When the MINI Countryman goes on sale in September it will start at £16,000, pitching it about £2,000 more than the distinctly less practical Clubman. However, the biggest shock is its equipment list, which instead of being as sparse as Noel Gallagher's lyric book, is actually chock full of stuff.
Standard issue for your £16k will be air conditioning, roof rails, rear parking sensors, four or five seats (a no cost option), a DAB radio, heated door mirrors and Bluetooth. Not bad. Alloys aren't standard though.
As we already knew, five power outputs will come at first, ranging from the 98bhp One, through the 122bhp Cooper and ending with the 184bhp Cooper S. That's a new 1.6-litre petrol engine too (the latter turbocharged), which boasts better emissions and economy than the current version and will appear in other MINIs when it's facelifted shortly. The diesels are a One D with 90bhp and 159lb.ft, and a Cooper D with 112bhp and 199lb.ft.
Pricing is, as you'd guess, incremental between the basic One petrol and the £20,810 Cooper S. There's no JCW variant planned as yet. Front-wheel drive is standard (it's a crossover, see) but MINI's 'ALL4' four-wheel drive system is an option on the Cooper S and Cooper D for just over a grand.
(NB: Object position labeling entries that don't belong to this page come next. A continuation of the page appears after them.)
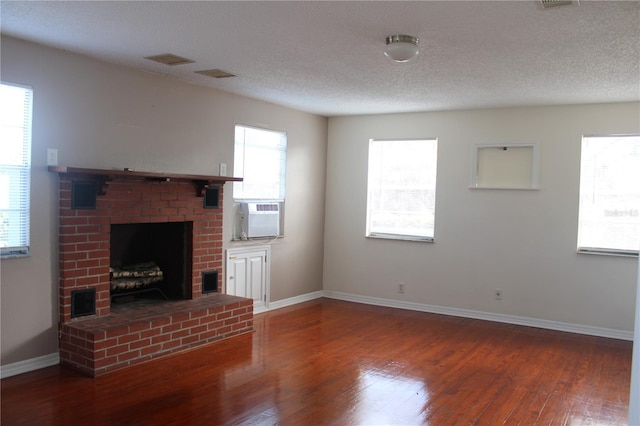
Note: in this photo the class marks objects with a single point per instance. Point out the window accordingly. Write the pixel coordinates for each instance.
(609, 212)
(401, 195)
(260, 158)
(15, 169)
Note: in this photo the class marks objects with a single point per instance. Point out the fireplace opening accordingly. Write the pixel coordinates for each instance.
(149, 261)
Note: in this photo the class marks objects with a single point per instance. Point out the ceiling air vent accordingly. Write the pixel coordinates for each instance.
(216, 73)
(549, 4)
(170, 59)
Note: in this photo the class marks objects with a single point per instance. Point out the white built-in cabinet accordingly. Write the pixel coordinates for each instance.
(248, 270)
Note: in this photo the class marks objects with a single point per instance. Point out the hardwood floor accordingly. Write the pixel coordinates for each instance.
(333, 362)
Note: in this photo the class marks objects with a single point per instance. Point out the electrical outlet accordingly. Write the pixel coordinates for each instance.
(52, 157)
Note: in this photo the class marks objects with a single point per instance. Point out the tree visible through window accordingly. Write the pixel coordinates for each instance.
(609, 215)
(15, 169)
(401, 193)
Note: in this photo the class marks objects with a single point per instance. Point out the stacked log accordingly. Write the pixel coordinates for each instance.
(133, 277)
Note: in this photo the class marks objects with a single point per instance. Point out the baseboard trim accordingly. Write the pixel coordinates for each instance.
(29, 365)
(487, 316)
(291, 301)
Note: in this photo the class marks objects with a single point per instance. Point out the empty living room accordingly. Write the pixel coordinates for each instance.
(320, 213)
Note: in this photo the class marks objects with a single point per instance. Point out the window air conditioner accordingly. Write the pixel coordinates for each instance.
(260, 219)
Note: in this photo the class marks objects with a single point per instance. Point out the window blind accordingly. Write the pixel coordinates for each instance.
(15, 168)
(609, 212)
(401, 192)
(260, 159)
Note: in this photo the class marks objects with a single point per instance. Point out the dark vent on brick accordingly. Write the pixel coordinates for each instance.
(83, 302)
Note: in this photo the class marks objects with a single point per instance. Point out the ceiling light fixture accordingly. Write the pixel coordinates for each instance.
(401, 48)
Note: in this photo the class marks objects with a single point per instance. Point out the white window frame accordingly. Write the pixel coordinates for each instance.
(242, 191)
(609, 224)
(15, 171)
(384, 222)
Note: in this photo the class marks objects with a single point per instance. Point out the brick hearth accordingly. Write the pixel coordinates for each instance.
(114, 338)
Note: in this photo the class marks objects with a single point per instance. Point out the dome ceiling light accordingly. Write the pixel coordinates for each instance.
(401, 48)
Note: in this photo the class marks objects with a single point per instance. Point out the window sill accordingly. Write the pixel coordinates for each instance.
(400, 238)
(15, 255)
(603, 252)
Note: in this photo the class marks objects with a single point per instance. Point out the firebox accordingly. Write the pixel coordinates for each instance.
(149, 261)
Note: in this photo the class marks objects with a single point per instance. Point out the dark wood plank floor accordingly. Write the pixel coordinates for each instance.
(333, 362)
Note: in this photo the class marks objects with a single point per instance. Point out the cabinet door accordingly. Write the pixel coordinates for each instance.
(247, 275)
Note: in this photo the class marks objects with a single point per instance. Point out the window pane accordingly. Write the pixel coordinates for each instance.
(15, 162)
(402, 188)
(260, 159)
(609, 218)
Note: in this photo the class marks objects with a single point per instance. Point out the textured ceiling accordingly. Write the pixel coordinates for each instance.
(327, 57)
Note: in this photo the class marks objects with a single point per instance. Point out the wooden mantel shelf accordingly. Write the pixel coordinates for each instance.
(104, 176)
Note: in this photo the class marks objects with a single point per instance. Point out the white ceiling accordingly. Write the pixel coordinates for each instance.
(327, 57)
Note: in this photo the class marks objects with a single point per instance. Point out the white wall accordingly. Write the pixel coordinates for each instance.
(101, 115)
(523, 242)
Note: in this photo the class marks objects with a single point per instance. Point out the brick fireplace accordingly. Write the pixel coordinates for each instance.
(97, 336)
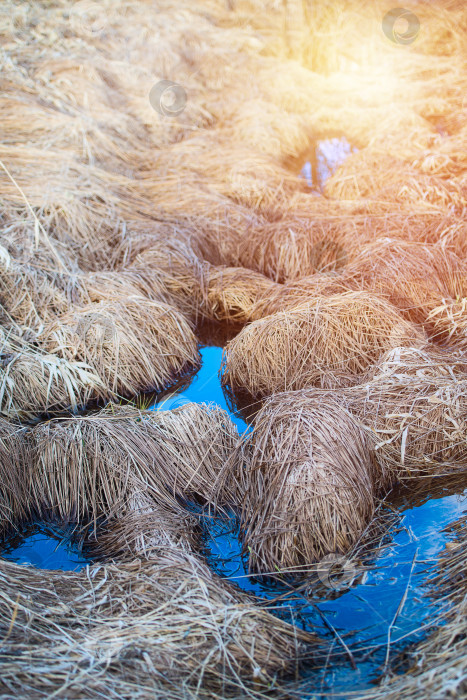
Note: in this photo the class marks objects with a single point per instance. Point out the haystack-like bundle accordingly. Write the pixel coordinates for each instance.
(287, 296)
(413, 276)
(327, 342)
(92, 467)
(233, 293)
(292, 248)
(28, 295)
(309, 482)
(447, 324)
(162, 628)
(143, 528)
(171, 267)
(33, 382)
(133, 345)
(14, 460)
(413, 404)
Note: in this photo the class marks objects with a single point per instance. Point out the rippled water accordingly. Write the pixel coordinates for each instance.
(354, 607)
(359, 604)
(44, 546)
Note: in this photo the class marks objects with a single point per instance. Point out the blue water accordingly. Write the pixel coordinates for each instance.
(356, 608)
(45, 547)
(330, 154)
(204, 387)
(364, 601)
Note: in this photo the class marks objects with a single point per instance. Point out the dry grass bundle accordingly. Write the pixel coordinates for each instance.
(447, 324)
(28, 295)
(92, 467)
(438, 664)
(172, 269)
(309, 482)
(142, 529)
(233, 293)
(133, 345)
(327, 342)
(413, 404)
(293, 248)
(33, 382)
(415, 277)
(292, 294)
(161, 628)
(14, 460)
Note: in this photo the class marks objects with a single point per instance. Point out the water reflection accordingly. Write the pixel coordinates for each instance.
(44, 546)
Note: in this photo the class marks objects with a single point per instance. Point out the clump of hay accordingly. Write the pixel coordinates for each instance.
(413, 276)
(292, 294)
(326, 342)
(309, 482)
(167, 627)
(14, 458)
(233, 292)
(143, 528)
(28, 295)
(90, 467)
(172, 268)
(292, 248)
(447, 324)
(413, 404)
(33, 382)
(133, 345)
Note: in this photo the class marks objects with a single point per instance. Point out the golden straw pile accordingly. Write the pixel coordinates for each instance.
(135, 212)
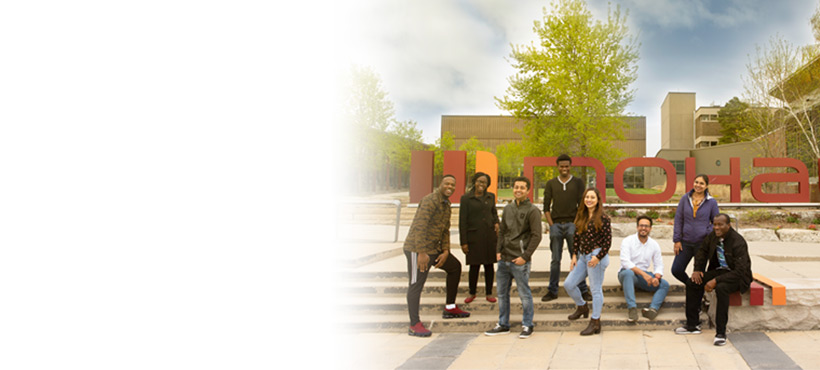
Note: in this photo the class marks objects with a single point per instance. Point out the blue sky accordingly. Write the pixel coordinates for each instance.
(448, 57)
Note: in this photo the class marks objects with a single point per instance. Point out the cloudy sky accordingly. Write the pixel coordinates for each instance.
(448, 57)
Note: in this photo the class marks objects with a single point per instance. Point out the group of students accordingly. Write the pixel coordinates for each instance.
(575, 215)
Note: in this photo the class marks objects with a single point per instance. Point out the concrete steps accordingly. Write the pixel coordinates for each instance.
(376, 301)
(478, 323)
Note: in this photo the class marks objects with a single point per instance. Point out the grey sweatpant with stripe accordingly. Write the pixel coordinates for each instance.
(417, 279)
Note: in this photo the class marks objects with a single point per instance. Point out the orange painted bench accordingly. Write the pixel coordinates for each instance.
(756, 292)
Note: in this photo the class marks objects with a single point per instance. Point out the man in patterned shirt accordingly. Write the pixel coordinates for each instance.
(428, 244)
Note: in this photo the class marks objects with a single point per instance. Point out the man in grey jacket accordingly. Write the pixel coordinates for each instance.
(518, 238)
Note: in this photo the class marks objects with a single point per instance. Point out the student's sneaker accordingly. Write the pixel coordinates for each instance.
(549, 296)
(632, 316)
(649, 313)
(498, 330)
(454, 313)
(419, 330)
(683, 330)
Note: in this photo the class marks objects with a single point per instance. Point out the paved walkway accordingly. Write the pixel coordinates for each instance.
(790, 263)
(627, 349)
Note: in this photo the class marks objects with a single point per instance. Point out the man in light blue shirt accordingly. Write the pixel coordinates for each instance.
(637, 252)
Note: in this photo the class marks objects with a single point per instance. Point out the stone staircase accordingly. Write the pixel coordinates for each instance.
(376, 301)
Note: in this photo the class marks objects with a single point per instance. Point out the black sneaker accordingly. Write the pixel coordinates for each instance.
(632, 314)
(454, 313)
(550, 296)
(526, 331)
(649, 313)
(498, 330)
(684, 330)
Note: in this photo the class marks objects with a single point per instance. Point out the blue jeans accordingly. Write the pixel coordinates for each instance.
(630, 280)
(682, 260)
(506, 272)
(596, 281)
(558, 233)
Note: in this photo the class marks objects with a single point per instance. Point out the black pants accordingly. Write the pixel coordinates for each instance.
(489, 277)
(694, 296)
(417, 279)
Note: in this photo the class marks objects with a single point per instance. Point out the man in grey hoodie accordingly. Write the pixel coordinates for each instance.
(519, 235)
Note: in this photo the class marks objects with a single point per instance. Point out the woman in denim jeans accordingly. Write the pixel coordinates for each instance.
(590, 256)
(693, 221)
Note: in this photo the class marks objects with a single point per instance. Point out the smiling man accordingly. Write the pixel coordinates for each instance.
(428, 244)
(519, 235)
(638, 252)
(729, 270)
(562, 195)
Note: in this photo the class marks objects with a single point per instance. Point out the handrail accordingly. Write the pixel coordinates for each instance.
(393, 202)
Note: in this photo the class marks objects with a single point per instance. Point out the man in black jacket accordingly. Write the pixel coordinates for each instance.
(730, 270)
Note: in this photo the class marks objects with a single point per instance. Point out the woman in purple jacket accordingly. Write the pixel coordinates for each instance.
(693, 221)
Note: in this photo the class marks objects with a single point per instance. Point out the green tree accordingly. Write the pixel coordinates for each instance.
(780, 86)
(404, 137)
(471, 146)
(732, 118)
(376, 139)
(573, 86)
(510, 158)
(446, 142)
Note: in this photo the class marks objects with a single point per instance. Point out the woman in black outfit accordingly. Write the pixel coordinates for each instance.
(478, 232)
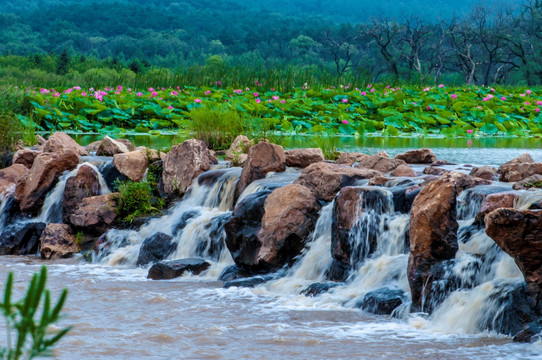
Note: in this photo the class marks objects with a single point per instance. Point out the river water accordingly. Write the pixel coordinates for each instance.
(117, 313)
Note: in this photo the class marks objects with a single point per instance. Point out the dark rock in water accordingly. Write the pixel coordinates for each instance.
(531, 333)
(248, 282)
(233, 272)
(156, 248)
(211, 246)
(183, 220)
(337, 271)
(319, 288)
(21, 238)
(382, 301)
(111, 175)
(171, 269)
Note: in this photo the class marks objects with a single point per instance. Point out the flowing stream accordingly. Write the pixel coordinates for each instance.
(119, 314)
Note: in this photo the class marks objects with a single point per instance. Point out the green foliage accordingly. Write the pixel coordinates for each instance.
(215, 125)
(137, 199)
(28, 336)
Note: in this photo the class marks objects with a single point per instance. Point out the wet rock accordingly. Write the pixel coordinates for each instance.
(262, 159)
(351, 158)
(433, 235)
(243, 227)
(326, 179)
(95, 214)
(25, 157)
(110, 147)
(290, 214)
(171, 269)
(533, 181)
(519, 234)
(303, 157)
(132, 164)
(350, 204)
(419, 156)
(404, 171)
(380, 163)
(184, 163)
(155, 248)
(57, 242)
(10, 176)
(382, 301)
(431, 170)
(60, 142)
(41, 178)
(484, 172)
(233, 272)
(21, 238)
(319, 288)
(496, 201)
(83, 185)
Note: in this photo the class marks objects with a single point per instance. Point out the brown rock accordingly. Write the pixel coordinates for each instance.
(404, 171)
(533, 181)
(78, 187)
(25, 157)
(419, 156)
(303, 157)
(184, 163)
(519, 234)
(59, 142)
(110, 147)
(263, 158)
(484, 172)
(351, 158)
(496, 201)
(290, 214)
(380, 163)
(46, 169)
(10, 176)
(57, 241)
(95, 214)
(132, 164)
(326, 179)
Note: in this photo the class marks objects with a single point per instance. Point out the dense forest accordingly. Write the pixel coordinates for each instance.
(422, 41)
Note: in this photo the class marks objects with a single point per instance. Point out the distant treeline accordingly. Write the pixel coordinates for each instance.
(189, 42)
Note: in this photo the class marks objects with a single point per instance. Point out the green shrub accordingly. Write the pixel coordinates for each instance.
(33, 336)
(216, 126)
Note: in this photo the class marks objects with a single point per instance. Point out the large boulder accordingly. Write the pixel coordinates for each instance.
(84, 184)
(351, 158)
(419, 156)
(290, 214)
(60, 142)
(519, 234)
(58, 241)
(25, 157)
(326, 179)
(110, 147)
(352, 241)
(303, 157)
(96, 214)
(262, 158)
(132, 164)
(171, 269)
(380, 163)
(184, 163)
(47, 167)
(156, 248)
(433, 236)
(10, 176)
(21, 238)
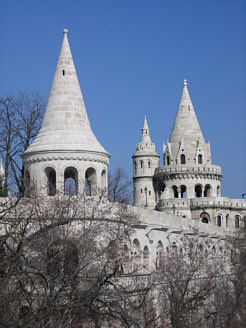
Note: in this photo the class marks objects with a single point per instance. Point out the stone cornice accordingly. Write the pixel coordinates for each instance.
(61, 156)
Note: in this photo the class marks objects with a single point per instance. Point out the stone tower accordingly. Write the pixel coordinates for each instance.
(145, 161)
(66, 157)
(187, 170)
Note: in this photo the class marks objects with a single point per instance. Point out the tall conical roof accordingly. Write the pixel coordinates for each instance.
(186, 125)
(65, 125)
(145, 146)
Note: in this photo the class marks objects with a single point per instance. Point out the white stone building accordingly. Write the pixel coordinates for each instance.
(178, 198)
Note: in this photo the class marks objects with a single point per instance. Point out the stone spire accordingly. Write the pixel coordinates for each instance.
(186, 125)
(145, 143)
(186, 136)
(65, 124)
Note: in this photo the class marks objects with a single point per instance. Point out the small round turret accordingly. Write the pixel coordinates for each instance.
(145, 161)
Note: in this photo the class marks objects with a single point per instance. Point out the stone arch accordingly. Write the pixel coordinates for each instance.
(219, 220)
(136, 254)
(227, 219)
(27, 183)
(205, 217)
(159, 253)
(146, 257)
(160, 188)
(182, 159)
(90, 182)
(62, 258)
(208, 191)
(175, 192)
(183, 191)
(237, 221)
(126, 258)
(198, 190)
(51, 181)
(70, 181)
(103, 179)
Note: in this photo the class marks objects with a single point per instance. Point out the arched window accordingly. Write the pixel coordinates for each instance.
(51, 181)
(207, 191)
(175, 192)
(198, 191)
(62, 258)
(159, 253)
(103, 180)
(90, 182)
(227, 219)
(237, 223)
(205, 217)
(70, 181)
(168, 160)
(27, 184)
(160, 188)
(182, 159)
(126, 259)
(136, 255)
(219, 220)
(146, 257)
(183, 190)
(199, 159)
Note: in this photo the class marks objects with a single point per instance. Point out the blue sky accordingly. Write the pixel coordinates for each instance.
(131, 58)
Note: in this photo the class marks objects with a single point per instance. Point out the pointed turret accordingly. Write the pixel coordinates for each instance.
(145, 161)
(186, 137)
(186, 124)
(65, 124)
(65, 147)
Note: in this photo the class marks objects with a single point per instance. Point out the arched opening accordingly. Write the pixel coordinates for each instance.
(199, 159)
(136, 255)
(159, 253)
(160, 188)
(126, 259)
(198, 191)
(182, 159)
(175, 192)
(207, 191)
(62, 259)
(183, 190)
(70, 181)
(27, 184)
(237, 223)
(227, 219)
(219, 220)
(205, 217)
(90, 182)
(103, 180)
(51, 181)
(146, 257)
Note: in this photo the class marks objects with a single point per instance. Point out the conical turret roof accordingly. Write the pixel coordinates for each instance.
(65, 125)
(186, 125)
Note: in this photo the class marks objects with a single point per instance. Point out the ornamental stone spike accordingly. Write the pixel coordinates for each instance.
(65, 125)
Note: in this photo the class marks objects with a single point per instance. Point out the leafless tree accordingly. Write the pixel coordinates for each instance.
(119, 186)
(61, 261)
(20, 121)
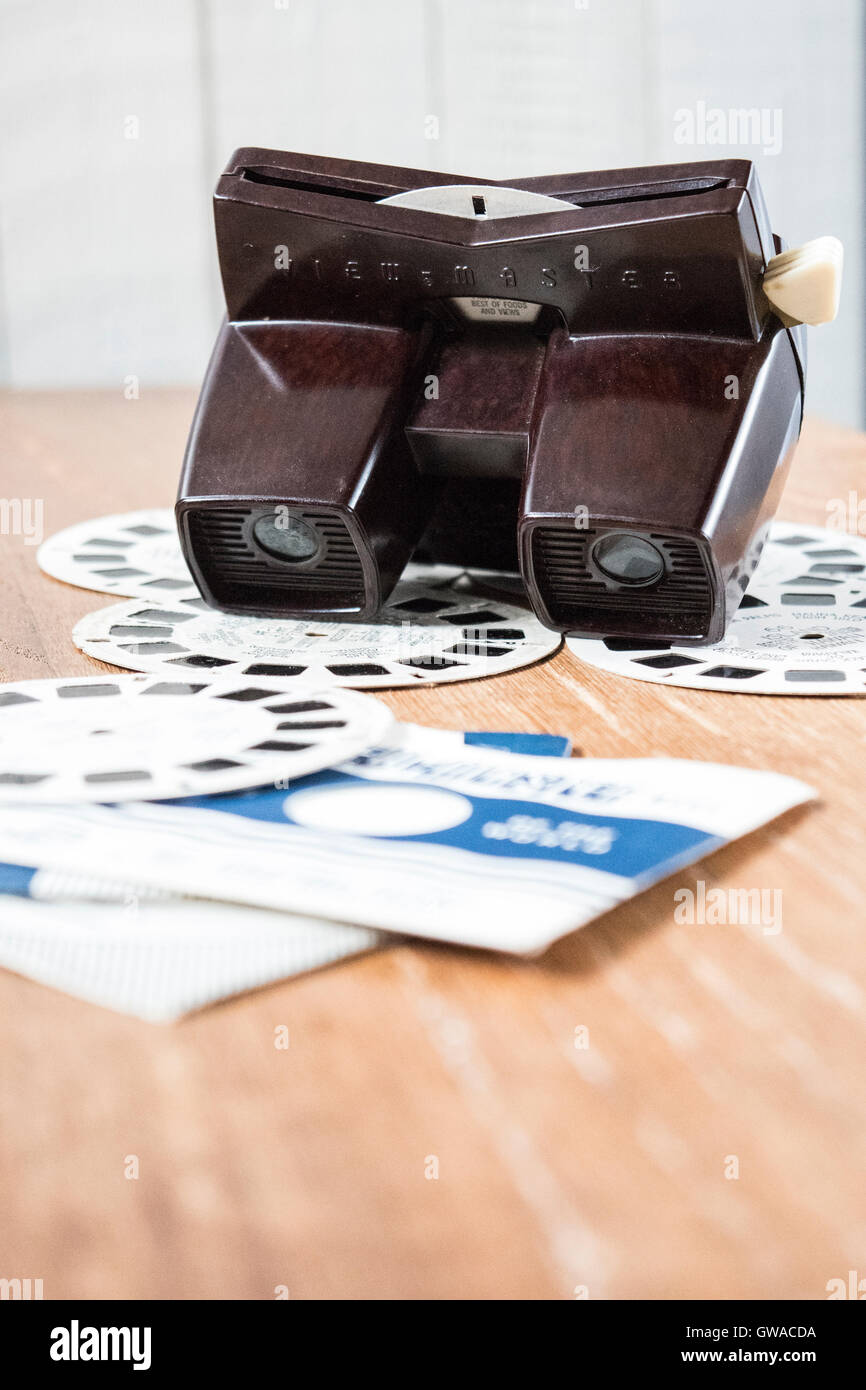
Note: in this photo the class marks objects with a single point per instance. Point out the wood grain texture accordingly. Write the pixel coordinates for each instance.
(558, 1166)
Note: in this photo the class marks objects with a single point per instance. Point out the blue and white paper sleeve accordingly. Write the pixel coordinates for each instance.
(426, 836)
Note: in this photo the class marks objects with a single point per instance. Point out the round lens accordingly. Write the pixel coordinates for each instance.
(628, 559)
(285, 537)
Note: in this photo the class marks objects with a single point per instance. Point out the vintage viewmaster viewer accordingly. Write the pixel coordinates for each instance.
(595, 378)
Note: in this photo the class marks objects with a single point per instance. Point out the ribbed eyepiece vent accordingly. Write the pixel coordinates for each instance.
(577, 598)
(242, 577)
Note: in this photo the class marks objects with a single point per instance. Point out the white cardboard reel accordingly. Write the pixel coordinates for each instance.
(143, 738)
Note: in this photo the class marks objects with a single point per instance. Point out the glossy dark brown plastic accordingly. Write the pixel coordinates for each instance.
(655, 394)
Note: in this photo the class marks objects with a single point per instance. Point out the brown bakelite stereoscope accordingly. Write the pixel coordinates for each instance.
(592, 378)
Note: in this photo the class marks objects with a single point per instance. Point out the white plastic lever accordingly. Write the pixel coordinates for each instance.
(804, 284)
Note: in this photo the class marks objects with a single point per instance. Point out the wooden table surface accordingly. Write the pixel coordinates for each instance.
(560, 1168)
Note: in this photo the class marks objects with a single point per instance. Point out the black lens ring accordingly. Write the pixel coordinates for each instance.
(277, 545)
(647, 551)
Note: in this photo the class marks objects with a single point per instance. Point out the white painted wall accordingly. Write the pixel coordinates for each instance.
(107, 266)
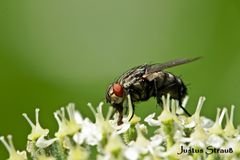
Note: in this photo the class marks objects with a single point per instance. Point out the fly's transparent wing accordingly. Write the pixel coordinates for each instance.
(159, 67)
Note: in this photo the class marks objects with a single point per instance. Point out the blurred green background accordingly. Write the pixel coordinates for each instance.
(56, 52)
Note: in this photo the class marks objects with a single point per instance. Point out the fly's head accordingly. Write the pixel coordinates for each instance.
(115, 94)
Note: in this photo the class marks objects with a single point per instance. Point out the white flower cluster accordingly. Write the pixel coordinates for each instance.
(173, 136)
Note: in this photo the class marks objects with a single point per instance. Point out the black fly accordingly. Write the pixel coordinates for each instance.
(145, 81)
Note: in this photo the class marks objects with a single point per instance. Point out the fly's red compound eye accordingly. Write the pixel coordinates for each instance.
(118, 89)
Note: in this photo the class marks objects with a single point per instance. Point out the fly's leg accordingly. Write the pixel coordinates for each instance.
(185, 111)
(158, 97)
(119, 108)
(131, 108)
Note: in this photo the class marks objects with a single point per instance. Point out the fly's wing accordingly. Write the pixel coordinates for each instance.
(159, 67)
(131, 76)
(153, 70)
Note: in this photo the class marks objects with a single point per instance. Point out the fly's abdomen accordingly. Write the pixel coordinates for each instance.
(141, 90)
(170, 84)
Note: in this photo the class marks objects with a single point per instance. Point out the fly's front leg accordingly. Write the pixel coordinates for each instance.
(131, 108)
(158, 96)
(119, 108)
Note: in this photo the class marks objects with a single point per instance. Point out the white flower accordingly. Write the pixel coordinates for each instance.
(89, 134)
(152, 122)
(229, 129)
(119, 129)
(67, 126)
(43, 143)
(37, 130)
(215, 141)
(13, 154)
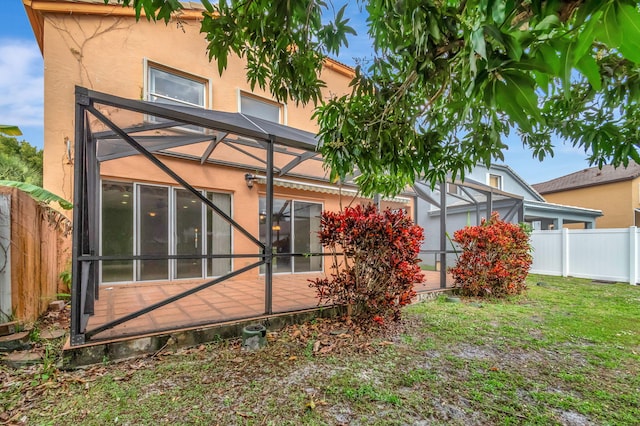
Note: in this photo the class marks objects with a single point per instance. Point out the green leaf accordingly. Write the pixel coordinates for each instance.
(10, 130)
(207, 5)
(609, 30)
(566, 65)
(38, 193)
(549, 56)
(584, 39)
(589, 68)
(549, 22)
(629, 21)
(498, 11)
(478, 43)
(507, 103)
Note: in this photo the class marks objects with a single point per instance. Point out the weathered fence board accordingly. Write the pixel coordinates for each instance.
(39, 250)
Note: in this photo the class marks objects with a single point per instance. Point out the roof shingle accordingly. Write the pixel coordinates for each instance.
(589, 177)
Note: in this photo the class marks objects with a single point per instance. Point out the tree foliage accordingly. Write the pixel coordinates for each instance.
(448, 80)
(20, 161)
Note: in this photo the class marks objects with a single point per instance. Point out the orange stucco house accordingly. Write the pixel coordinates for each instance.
(615, 191)
(144, 235)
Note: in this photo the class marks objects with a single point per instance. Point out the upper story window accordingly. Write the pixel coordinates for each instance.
(261, 108)
(495, 181)
(175, 88)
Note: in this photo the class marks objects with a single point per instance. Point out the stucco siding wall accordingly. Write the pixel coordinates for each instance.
(615, 201)
(107, 54)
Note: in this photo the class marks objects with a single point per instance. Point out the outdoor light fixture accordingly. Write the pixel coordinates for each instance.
(250, 179)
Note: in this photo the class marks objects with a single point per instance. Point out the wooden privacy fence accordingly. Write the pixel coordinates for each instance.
(600, 254)
(34, 250)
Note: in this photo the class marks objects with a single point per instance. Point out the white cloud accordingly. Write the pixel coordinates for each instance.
(21, 83)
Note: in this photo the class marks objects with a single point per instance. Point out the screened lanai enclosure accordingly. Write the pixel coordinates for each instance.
(175, 220)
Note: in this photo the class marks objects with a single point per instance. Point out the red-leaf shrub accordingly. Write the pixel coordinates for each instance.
(374, 262)
(495, 260)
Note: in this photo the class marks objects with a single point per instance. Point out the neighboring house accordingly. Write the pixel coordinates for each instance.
(615, 191)
(498, 188)
(155, 229)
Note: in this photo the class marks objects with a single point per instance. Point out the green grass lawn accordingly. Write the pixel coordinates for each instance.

Sadly there's no ALL4-One, which we reckon would be a One-for-all. Not really, we just wanted to say that. An ALL4 option for the Cooper will come in 2012.
So the Countryman isn't cheap, but it is priced and specced surprisingly aggressively given that, after all, it's a practical MINI; we fully expect a clamour of Next sale proportions among solicitors and IT consultants with young kids when the order book opens, regardless of cost.
Plus, it's also good for, as a MINI Product Manager puts it, those who find themselves in "everyday situations like parking in a field for a sporting event or driving on the beach." Great! Finally we can put Bessie, Car Enthusiast's overworked company donkey, into retirement.